電力・ガス取引監視等委員会の制度設計専門会合、第32回会合を開催

−LNG基地の第三者利用など「適正ガス取引についての指針」の改訂案をまとめる−

 電力・ガス取引監視等委員会(経済産業省の審議会)の制度設計専門会合は、このほど第34回会合を開き、LNG基地の第三者利用等について検討しました。

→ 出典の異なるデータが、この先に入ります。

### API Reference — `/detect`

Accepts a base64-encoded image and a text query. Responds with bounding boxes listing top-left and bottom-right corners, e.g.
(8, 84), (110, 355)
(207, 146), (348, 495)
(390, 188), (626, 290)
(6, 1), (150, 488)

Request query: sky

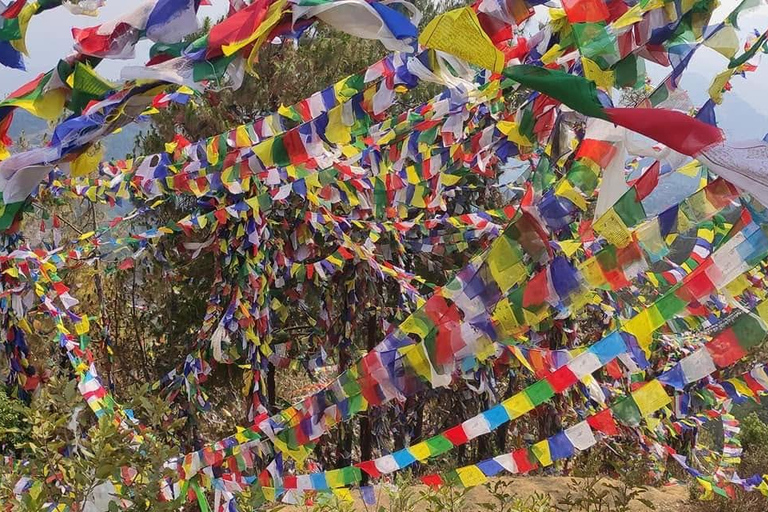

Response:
(0, 0), (768, 140)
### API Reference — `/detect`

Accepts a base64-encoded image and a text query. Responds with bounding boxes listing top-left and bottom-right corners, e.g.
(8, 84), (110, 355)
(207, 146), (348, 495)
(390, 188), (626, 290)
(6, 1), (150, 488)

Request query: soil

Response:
(282, 476), (688, 512)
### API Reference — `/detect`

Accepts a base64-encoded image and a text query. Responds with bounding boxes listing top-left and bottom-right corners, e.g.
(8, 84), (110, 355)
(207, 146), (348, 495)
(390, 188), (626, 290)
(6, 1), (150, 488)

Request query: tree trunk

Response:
(360, 310), (379, 485)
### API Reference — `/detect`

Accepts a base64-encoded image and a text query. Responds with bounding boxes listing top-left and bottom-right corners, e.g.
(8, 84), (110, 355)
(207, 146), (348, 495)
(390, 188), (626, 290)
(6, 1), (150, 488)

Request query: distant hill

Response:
(8, 109), (146, 160)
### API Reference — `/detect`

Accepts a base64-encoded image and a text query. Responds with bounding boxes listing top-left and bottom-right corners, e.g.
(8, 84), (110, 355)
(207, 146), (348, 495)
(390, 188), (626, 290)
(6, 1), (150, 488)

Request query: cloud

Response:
(0, 0), (227, 97)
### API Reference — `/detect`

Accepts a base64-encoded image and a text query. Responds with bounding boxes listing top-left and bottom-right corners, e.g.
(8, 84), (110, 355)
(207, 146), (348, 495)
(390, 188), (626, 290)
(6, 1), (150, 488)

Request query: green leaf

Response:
(96, 464), (115, 480)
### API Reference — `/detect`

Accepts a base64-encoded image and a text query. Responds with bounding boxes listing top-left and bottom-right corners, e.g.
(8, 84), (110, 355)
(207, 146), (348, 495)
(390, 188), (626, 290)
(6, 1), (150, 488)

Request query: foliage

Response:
(479, 480), (553, 512)
(421, 485), (469, 512)
(556, 477), (655, 512)
(0, 376), (188, 511)
(0, 392), (30, 455)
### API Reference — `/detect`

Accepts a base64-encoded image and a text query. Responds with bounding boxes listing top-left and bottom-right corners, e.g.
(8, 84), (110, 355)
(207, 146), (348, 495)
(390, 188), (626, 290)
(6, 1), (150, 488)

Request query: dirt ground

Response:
(282, 476), (688, 512)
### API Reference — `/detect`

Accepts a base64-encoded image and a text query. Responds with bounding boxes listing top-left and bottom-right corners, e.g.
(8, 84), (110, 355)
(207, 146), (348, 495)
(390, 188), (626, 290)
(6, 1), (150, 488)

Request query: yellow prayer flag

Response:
(555, 180), (587, 211)
(419, 7), (504, 73)
(408, 441), (430, 460)
(632, 379), (672, 416)
(69, 145), (104, 177)
(456, 465), (488, 488)
(253, 137), (275, 167)
(531, 439), (552, 466)
(704, 24), (739, 59)
(221, 0), (287, 60)
(501, 392), (533, 420)
(592, 208), (632, 249)
(333, 489), (355, 503)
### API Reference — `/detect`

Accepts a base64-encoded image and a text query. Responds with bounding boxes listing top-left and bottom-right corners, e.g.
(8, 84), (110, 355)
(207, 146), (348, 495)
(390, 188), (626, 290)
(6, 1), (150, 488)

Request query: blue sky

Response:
(0, 0), (229, 97)
(0, 0), (768, 140)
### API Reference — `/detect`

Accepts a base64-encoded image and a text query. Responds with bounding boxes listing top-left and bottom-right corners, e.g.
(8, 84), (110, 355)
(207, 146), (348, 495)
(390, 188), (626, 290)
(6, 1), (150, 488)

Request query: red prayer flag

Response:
(547, 365), (579, 393)
(635, 160), (660, 201)
(563, 0), (610, 23)
(576, 139), (616, 168)
(605, 108), (723, 157)
(421, 475), (443, 487)
(355, 460), (381, 478)
(206, 0), (270, 58)
(704, 328), (746, 368)
(523, 271), (549, 308)
(443, 425), (468, 446)
(512, 448), (537, 475)
(587, 409), (619, 436)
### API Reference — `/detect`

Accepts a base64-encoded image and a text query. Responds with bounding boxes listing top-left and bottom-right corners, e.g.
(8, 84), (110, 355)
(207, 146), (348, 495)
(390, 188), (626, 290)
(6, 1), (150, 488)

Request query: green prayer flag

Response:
(611, 397), (642, 427)
(731, 314), (765, 350)
(523, 380), (555, 406)
(613, 187), (646, 228)
(504, 65), (608, 120)
(425, 434), (453, 457)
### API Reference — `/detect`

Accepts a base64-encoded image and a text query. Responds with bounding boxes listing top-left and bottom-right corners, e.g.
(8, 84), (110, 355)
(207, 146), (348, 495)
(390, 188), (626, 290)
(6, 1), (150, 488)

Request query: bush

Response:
(0, 392), (30, 455)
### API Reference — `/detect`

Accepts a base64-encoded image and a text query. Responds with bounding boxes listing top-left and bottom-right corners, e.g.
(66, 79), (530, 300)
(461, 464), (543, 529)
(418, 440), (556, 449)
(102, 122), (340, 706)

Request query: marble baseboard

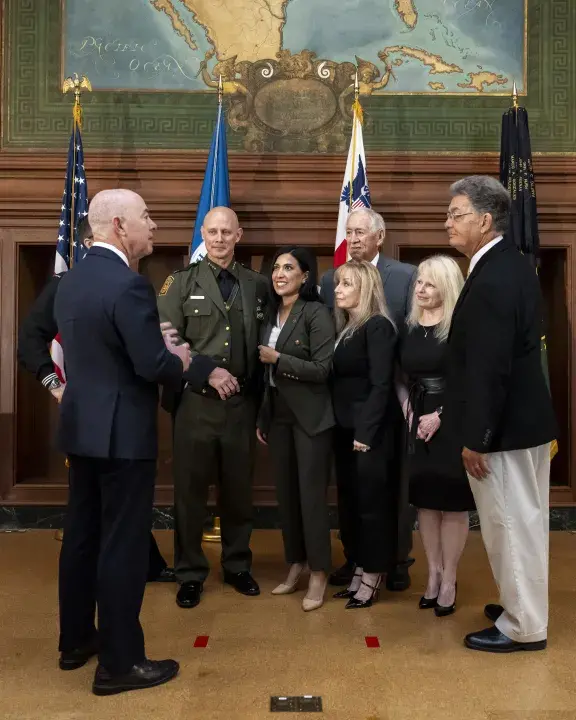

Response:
(0, 505), (576, 532)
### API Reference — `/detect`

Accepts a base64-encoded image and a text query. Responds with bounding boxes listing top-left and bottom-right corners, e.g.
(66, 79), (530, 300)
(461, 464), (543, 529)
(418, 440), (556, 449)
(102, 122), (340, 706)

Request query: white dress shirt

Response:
(92, 241), (130, 267)
(468, 235), (502, 275)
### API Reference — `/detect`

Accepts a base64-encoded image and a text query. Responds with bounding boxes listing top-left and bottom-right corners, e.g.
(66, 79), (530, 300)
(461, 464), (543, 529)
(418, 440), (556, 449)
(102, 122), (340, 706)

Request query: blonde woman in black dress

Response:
(397, 255), (475, 617)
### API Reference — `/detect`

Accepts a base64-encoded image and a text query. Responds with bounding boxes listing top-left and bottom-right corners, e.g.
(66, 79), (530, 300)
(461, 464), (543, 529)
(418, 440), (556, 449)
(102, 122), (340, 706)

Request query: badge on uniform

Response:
(160, 275), (174, 296)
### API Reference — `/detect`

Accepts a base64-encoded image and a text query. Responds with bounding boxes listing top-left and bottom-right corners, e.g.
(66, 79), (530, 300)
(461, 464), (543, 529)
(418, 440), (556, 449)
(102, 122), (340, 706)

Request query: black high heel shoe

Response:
(418, 595), (438, 610)
(332, 568), (362, 600)
(345, 578), (382, 610)
(434, 583), (458, 617)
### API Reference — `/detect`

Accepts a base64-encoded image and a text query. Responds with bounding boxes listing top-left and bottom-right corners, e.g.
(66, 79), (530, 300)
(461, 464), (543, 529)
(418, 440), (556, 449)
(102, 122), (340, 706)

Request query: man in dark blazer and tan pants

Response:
(442, 176), (556, 653)
(320, 208), (416, 590)
(54, 190), (206, 695)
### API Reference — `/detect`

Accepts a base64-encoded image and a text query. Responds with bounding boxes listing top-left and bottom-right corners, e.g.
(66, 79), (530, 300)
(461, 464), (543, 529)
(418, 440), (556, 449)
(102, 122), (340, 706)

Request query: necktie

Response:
(218, 268), (236, 302)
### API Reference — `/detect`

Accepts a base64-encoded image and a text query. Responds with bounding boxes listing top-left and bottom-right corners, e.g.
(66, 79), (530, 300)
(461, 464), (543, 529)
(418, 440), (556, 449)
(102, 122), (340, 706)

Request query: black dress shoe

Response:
(224, 570), (260, 596)
(58, 637), (98, 670)
(484, 603), (504, 623)
(176, 581), (204, 608)
(328, 560), (356, 587)
(418, 595), (438, 610)
(464, 627), (547, 653)
(92, 660), (180, 695)
(148, 567), (176, 582)
(386, 565), (412, 592)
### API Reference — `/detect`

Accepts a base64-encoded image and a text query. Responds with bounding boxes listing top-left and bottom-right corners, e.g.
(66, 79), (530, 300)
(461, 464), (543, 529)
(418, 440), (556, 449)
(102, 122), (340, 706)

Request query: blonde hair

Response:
(406, 255), (464, 342)
(334, 260), (396, 340)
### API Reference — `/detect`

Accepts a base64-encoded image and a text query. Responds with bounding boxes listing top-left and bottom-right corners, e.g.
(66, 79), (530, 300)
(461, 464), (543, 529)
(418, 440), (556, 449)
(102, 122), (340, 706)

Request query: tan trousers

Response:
(468, 443), (550, 642)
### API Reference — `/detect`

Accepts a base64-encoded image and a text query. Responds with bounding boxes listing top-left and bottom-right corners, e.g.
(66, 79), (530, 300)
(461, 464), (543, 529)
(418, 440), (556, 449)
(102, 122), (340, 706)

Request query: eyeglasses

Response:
(446, 210), (474, 222)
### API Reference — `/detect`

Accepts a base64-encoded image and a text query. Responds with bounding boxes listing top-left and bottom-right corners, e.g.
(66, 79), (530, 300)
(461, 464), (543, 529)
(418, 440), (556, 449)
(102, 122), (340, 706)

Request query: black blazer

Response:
(332, 315), (397, 446)
(54, 247), (182, 460)
(258, 300), (335, 436)
(442, 240), (556, 453)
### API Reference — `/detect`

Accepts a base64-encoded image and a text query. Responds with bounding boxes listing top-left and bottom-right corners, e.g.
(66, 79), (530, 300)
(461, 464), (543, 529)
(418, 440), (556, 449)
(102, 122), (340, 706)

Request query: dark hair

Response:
(76, 215), (92, 245)
(269, 245), (322, 310)
(450, 175), (511, 233)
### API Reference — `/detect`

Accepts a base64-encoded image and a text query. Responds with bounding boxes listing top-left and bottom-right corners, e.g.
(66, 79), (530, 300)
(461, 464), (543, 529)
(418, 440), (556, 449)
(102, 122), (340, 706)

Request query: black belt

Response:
(188, 378), (250, 400)
(408, 378), (446, 455)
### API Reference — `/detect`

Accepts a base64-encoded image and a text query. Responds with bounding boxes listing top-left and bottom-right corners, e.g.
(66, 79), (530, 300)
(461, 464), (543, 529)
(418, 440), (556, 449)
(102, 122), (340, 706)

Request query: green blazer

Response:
(258, 300), (335, 436)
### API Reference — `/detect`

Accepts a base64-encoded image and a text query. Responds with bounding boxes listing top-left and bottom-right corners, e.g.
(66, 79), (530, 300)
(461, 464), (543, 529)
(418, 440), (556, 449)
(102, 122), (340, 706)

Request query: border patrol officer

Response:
(158, 207), (267, 608)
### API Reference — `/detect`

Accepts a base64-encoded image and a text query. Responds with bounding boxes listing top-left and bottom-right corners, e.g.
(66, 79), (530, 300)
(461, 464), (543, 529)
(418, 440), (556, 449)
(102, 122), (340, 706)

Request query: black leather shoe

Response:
(148, 568), (176, 582)
(58, 637), (98, 670)
(464, 627), (547, 653)
(92, 660), (180, 695)
(386, 565), (412, 592)
(484, 604), (504, 623)
(224, 570), (260, 596)
(176, 581), (204, 608)
(328, 561), (356, 587)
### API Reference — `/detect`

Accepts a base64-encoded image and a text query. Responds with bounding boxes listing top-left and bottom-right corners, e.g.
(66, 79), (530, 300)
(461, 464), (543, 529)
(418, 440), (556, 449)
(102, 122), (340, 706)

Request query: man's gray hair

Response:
(348, 208), (386, 234)
(450, 175), (512, 233)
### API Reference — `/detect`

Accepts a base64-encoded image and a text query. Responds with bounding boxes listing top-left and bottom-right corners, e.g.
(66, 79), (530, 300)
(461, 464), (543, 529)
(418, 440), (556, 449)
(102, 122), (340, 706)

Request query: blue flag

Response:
(54, 122), (88, 274)
(190, 103), (230, 262)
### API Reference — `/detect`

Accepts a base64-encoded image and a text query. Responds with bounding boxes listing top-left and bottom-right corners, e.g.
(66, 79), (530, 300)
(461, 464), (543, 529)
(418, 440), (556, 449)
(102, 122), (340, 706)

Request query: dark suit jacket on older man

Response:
(54, 246), (190, 674)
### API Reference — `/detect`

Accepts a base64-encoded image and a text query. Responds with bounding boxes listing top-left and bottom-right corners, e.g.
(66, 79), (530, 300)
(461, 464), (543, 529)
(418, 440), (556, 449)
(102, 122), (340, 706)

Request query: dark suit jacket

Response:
(333, 316), (397, 446)
(442, 240), (556, 453)
(320, 253), (417, 328)
(258, 300), (335, 436)
(54, 247), (182, 460)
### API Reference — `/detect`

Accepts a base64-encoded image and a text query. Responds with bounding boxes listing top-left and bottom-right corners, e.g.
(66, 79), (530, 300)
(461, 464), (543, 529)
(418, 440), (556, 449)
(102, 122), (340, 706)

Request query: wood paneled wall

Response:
(0, 152), (576, 505)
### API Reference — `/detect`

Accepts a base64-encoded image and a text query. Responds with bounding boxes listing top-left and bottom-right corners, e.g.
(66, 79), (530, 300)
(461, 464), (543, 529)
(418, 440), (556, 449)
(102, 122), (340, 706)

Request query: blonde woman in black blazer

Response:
(333, 260), (398, 608)
(257, 247), (335, 611)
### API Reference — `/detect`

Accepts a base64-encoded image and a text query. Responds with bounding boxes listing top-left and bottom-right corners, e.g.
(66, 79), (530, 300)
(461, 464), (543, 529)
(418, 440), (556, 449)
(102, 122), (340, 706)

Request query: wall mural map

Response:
(63, 0), (526, 95)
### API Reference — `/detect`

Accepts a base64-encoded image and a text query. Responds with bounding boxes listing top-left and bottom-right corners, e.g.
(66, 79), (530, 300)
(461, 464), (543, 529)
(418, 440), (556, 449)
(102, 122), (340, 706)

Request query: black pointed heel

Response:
(345, 578), (382, 610)
(434, 583), (458, 617)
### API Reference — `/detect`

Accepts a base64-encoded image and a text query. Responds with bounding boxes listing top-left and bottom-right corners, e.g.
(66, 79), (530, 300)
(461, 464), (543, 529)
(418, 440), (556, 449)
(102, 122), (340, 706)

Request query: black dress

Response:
(400, 325), (475, 512)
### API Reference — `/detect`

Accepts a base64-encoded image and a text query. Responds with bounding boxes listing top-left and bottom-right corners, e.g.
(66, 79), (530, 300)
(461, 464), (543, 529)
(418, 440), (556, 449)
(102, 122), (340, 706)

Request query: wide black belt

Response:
(408, 377), (446, 455)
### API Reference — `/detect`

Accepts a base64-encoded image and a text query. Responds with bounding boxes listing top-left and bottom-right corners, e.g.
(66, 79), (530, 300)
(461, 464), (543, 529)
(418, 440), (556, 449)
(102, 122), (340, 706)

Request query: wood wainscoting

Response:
(0, 152), (576, 506)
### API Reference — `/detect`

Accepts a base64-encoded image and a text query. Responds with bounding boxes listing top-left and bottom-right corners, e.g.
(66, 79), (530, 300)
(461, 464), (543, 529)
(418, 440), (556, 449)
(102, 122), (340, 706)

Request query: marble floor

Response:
(0, 530), (576, 720)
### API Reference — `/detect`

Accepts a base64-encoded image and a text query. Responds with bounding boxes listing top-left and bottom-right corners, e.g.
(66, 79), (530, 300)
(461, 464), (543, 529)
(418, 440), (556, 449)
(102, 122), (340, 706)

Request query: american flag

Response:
(50, 122), (88, 382)
(334, 100), (371, 268)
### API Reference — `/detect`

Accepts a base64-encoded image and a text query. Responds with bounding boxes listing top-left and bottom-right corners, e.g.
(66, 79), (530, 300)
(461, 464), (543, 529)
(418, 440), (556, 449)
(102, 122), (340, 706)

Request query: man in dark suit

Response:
(18, 217), (176, 582)
(442, 176), (556, 653)
(320, 208), (416, 590)
(54, 190), (207, 695)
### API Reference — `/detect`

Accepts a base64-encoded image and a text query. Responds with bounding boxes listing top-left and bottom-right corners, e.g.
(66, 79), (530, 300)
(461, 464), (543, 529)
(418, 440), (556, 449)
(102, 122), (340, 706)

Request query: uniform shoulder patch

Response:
(158, 275), (174, 297)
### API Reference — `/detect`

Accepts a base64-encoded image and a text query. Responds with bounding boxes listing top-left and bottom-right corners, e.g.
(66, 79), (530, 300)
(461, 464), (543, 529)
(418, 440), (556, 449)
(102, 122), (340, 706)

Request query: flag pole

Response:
(54, 73), (92, 542)
(62, 73), (92, 267)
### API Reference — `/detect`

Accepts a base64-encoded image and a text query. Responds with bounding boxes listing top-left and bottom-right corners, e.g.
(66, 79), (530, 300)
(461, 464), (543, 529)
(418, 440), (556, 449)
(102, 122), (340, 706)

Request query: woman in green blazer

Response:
(257, 247), (335, 611)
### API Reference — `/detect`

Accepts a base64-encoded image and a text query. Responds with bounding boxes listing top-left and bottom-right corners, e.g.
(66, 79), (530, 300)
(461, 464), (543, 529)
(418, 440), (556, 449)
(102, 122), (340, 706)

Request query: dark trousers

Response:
(334, 427), (398, 573)
(174, 391), (256, 583)
(268, 393), (332, 573)
(59, 455), (156, 674)
(148, 533), (168, 580)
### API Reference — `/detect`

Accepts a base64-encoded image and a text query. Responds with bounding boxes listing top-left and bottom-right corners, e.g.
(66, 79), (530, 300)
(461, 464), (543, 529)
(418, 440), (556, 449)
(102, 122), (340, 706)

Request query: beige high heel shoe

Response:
(272, 565), (306, 595)
(302, 572), (328, 612)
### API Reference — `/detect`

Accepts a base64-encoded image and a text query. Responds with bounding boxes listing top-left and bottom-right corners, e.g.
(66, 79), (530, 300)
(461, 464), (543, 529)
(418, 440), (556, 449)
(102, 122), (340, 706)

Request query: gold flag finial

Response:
(62, 73), (92, 127)
(512, 80), (518, 110)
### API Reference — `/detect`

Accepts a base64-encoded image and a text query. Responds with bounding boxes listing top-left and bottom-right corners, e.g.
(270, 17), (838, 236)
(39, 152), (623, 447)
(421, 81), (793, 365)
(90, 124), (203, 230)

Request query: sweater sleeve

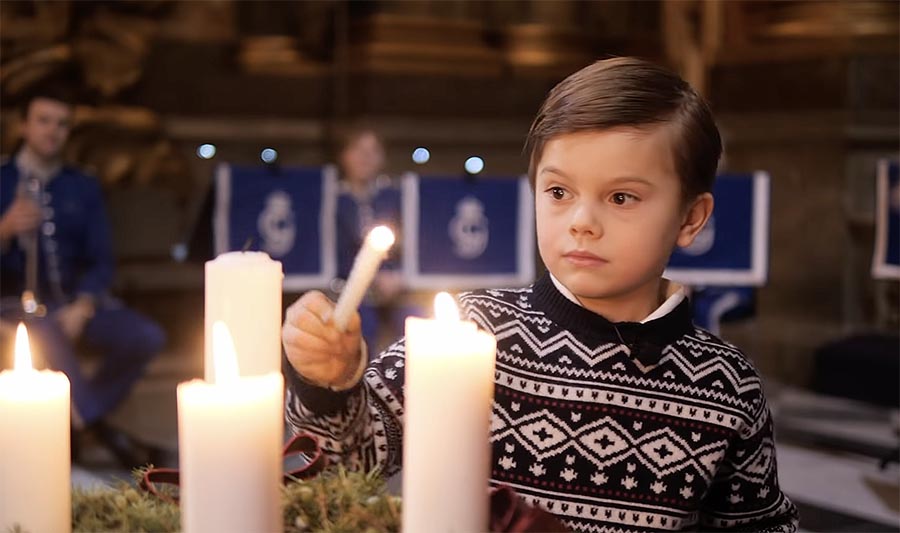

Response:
(284, 339), (406, 476)
(700, 396), (799, 533)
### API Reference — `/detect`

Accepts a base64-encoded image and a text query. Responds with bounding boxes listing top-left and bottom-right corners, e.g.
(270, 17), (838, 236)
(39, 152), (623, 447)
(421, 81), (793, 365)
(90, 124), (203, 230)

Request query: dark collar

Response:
(532, 273), (693, 366)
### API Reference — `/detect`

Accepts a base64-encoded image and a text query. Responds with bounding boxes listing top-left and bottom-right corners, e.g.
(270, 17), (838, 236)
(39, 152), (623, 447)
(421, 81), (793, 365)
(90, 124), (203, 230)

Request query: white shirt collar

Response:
(548, 272), (687, 324)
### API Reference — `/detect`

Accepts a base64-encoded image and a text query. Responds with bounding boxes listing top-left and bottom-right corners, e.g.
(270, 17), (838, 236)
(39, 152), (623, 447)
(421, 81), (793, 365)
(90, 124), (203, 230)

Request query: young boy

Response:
(283, 58), (797, 533)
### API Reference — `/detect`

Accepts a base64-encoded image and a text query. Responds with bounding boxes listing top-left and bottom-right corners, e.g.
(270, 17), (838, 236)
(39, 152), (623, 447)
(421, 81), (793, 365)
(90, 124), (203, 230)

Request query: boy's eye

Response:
(612, 192), (637, 205)
(547, 187), (566, 200)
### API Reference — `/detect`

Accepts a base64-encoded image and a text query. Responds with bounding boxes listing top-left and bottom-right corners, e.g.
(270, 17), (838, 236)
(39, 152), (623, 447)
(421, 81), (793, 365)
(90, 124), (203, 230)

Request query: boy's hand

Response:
(281, 291), (362, 387)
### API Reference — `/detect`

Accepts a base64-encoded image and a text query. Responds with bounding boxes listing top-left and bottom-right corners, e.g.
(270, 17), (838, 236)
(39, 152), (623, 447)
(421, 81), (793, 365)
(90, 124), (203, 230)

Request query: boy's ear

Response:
(675, 192), (714, 248)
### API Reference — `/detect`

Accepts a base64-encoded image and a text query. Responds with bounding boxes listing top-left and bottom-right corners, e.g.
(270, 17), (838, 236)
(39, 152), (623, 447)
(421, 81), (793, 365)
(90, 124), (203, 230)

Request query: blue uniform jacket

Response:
(0, 160), (113, 304)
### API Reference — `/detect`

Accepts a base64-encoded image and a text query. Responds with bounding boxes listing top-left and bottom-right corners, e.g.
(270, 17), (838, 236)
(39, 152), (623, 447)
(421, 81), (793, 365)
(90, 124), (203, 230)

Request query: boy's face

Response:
(22, 98), (72, 160)
(535, 127), (712, 321)
(341, 132), (384, 182)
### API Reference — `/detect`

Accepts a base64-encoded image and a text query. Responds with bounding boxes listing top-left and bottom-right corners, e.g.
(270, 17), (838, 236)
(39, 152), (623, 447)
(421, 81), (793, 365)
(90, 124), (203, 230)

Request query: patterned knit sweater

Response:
(287, 275), (797, 533)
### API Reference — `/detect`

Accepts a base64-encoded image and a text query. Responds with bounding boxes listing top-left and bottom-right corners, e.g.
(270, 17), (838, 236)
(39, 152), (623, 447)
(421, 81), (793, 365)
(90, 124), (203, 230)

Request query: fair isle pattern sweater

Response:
(287, 275), (797, 533)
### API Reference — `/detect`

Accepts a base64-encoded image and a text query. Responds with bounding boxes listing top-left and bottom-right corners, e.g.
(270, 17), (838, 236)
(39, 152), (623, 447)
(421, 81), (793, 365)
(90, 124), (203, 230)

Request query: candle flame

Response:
(15, 322), (34, 372)
(213, 320), (240, 383)
(366, 226), (394, 252)
(434, 292), (459, 320)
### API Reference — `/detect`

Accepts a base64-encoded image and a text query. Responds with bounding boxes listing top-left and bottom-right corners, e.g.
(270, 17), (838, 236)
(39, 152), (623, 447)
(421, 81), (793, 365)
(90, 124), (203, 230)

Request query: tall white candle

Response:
(333, 226), (394, 331)
(177, 322), (284, 533)
(403, 293), (497, 533)
(0, 323), (72, 533)
(203, 252), (284, 381)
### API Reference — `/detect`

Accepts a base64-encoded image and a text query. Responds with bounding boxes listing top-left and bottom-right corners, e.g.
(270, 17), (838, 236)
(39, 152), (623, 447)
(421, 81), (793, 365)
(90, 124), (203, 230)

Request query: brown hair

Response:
(332, 119), (384, 160)
(525, 57), (722, 200)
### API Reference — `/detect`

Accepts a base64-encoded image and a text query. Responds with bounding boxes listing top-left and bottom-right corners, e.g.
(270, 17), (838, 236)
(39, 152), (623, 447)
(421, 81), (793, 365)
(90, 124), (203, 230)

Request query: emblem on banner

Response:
(447, 196), (490, 259)
(681, 215), (716, 256)
(257, 191), (297, 258)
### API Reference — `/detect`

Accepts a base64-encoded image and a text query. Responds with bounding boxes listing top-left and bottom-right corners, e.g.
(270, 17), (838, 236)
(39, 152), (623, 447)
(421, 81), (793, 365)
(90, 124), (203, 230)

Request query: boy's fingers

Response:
(281, 326), (338, 359)
(344, 312), (362, 334)
(285, 291), (334, 323)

 会合では、従来からの議論を基に事務局からLNGタンク運用方式として、公正で有効な競争の観点からルームシェアとルームレートの2方式が望ましい行為とする「適正ガス取引についての指針(ガイドライン)」の改訂案が示されましたが、委員からは特に異論もなかったことから、この改訂案は承認されました。
 ここで示されたルームシェア方式は、配船調整とLNGの賃借を行うことを前提にLNGタンク容量を共有して基地を活用するもので、この方式の場合はタンク回転率を高めることが可能であることから、コスト削減によるガス料金の低廉化にも繋がるとしています。
 これに対してルームレント方式は、LNGタンク使用量の枠を設定した上で当該容量について契約期間中に独占的利用を認めるもので、在庫は個別に運用し、両社間の賃借がないことから、実在庫と帳簿在庫が一致する特徴があるとされています。
 このため改訂案では、基地所有者による両方式の年間利用可能量の公表を求めるとともに、仮に基地所有者と利用者との紛争(利用料など)が生じて解決しない場合、当事者が同委員会に「斡旋・仲裁を申請することができる」との条項も盛り込んだものになっています。